Negli ultimi anni, il comparto ha dovuto affrontare aumenti dei costi, restrizioni normative e difficoltà legate agli arresti temporanei. Una nuova fase di fermo, secondo l’associazione, metterebbe a rischio la sopravvivenza economica e sociale di centinaia di imprese che già operano con margini ridotti.
Agire subito per un futuro sostenibile
L’urgenza di un tavolo tecnico deriva dall’esigenza di dare alla flotta una prospettiva stabile, capace di coniugare sostenibilità ambientale e continuità produttiva. Senza una programmazione condivisa, la pesca a strascico rischia di perdere ulteriori posti di lavoro e competenze.

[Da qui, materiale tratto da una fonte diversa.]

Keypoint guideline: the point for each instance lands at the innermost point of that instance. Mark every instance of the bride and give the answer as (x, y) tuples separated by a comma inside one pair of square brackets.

Il confronto tra istituzioni, associazioni e operatori è quindi indispensabile per definire una visione comune. Occorre individuare soluzioni praticabili che permettano alle imprese di investire, innovare e garantire il ricambio generazionale, evitando decisioni calate dall’alto che in passato hanno penalizzato il settore.
Numeri e responsabilità
Il comparto della pesca italiana conta circa 12.000 imbarcazioni per un giro d’affari di poco inferiore ai 750 milioni di euro. Negli ultimi trent’anni, la flotta ha perso circa un terzo delle unità e oltre 18.000 posti di lavoro. La pesca a strascico, in particolare, continua a sostenere la gran parte della produzione nazionale, ma soffre un progressivo impoverimento della base imprenditoriale.
Da qui l’appello di Coldiretti Pesca a costruire un percorso partecipato. Agire subito, significa evitare che la flotta perda ulteriormente forza e garantire che la transizione ecologica del mare non diventi un processo di esclusione sociale, ma un modello di sviluppo sostenibile e condiviso.